Caccia aperta tutto l’anno
Centocinquanta giornalisti e operatori dei media uccisi nel corso del 2005: un record. È il frutto della “cultura della negligenza e dell’indifferenza” che circonda gli omicidi e che rende la professione giornalistica più pericolosa che mai.
È la denuncia che la IFJ (Federazione Internazionale dei Giornalisti, che rappresenta oltre mezzo milione di giornalisti in più di 110 Paesi) ha lanciato il 23 gennaio scorso nel presentare il rapporto 2005 sui giornalisti divenuti “bersaglio” o vittime della violenza omicida. Il Segretario generale della FIJ, Aidan White, ha colto l’occasione per criticare i governi che non prendono sul serio questi casi. “In più del 90% dei casi” ha detto “scarse indagini sono effettuate dalle autorità e solo una minoranza di killer sono assicurati alla giustizia”. Il tutto per un intreccio di “corruzione nella polizia, d’incompetenza del mondo giudiziario e d’indifferenza politica che fa sì che la caccia ai giornalisti e agli altri lavoratori del settore sia aperta tutto l’anno”. White ha anche denunciato come scandalosi i casi di immunità
accordata agli assassini di giornalisti.
Ma White ne ha anche per i governi democratici, colpevoli anch’essi di chiudere gli occhi sulla crisi causata dalla violenza nei confronti dei media: “In Iraq, dove gli operatori dei media osano a mala pena camminare in strada, ci sono 18 casi di omicidi irrisolti di giornalisti da parte di soldati USA. Giustizia vorrebbe che fossero condotte indagini appropriate. In caso contrario, il sospetto che i giornalisti siano ormai bersaglio dei militari non diminuirà”. Il rapporto della FIJ stima che 89 dei giornalisti e lavoratori dei media morti nell’esercizio della loro professione siano stati assassinati senza pietà da sicari politici o criminali, mentre altri 61 sono morti a causa di disastri intervenuti nella loro missione, come nel caso di 48 vittime a Teheran di un incidente aereo.

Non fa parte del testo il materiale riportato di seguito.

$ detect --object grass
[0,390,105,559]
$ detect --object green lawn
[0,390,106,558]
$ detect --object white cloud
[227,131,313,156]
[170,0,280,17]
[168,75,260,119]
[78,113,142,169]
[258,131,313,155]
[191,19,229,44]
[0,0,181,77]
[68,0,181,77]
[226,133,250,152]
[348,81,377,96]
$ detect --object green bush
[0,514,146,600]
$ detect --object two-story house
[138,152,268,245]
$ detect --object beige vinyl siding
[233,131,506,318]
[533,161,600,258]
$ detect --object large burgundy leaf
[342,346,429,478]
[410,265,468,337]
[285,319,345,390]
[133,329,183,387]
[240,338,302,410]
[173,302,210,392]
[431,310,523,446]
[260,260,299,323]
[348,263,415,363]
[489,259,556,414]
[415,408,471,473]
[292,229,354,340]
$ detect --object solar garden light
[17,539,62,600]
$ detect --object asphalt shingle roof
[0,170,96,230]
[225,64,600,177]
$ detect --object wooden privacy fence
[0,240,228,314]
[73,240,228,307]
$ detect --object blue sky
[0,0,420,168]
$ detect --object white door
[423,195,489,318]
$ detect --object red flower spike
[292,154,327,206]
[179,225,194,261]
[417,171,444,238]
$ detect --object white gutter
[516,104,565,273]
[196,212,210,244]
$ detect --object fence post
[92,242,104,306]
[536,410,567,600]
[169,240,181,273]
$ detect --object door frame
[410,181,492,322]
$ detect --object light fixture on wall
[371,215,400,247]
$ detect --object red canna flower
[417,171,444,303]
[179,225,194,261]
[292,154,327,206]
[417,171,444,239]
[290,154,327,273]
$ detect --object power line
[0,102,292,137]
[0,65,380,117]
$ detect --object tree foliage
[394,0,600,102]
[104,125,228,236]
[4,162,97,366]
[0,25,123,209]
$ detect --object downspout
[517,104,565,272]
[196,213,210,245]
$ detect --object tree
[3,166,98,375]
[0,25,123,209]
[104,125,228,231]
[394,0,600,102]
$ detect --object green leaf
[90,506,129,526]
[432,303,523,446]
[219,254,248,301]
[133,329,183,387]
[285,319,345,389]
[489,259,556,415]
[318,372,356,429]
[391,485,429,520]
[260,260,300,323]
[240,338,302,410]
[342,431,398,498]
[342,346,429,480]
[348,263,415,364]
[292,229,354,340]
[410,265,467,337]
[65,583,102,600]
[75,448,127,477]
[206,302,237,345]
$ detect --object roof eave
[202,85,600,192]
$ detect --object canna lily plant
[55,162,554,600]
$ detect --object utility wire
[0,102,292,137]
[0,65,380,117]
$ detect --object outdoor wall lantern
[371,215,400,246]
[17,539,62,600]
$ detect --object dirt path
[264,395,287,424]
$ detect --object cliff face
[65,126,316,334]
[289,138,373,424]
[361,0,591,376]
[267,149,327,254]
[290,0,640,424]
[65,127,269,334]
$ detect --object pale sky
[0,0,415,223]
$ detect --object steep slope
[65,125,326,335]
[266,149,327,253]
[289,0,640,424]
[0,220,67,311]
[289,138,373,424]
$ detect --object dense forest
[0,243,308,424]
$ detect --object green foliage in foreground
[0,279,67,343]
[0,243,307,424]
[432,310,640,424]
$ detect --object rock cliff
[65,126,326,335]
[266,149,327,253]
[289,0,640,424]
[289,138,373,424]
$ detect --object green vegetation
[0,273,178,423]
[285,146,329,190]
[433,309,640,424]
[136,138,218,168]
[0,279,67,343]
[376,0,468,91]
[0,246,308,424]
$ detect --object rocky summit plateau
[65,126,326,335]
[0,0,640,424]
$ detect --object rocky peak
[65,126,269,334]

La FIJ ha in programma di organizzare manifestazioni in varie parti del mondo il prossimo 8 aprile per richiamare l’attenzione sul tema dell’impunità. La data sceltà è quella dell’anniversario dell’attacco degli Stati Uniti all’Hotel Palestine a Bagdad, durante il quale due giornalisti, Taras Protsyuk della Reuters e José Couso, della spagnola Telecinco, rimasero uccisi. Un altro reporter, Tareq Ayyoub, morì lo stesso giorno nel bombardamento USA agli uffici di Al Jazeera sempre nella capitale irachena.
Il rapporto di quest’anno rende anche conto del programma di solidarietà e aiuto della Federazione. Un appello speciale lanciato agli inizi del 2005 all’indomani del disastro dello tsunami di fine 2004 (che causò la morte o la scomparsa di circa 89 giornalisti e operatori dei media) ha permesso di raccogliere più di 100.000 euro in 25 Paesi. Con essi, sono stati effettuati aiuti ai parenti delle vittime del maremoto, così come alle vittime del terremoto in Pakistan, nel quale sono morti anche 3 giornalisti. “In questo modo” conclude White “dimostriamo il volto della solidarietà tra giornalisti in un’epoca in cui i lavoratori dei media conoscono più rischi che in passato”.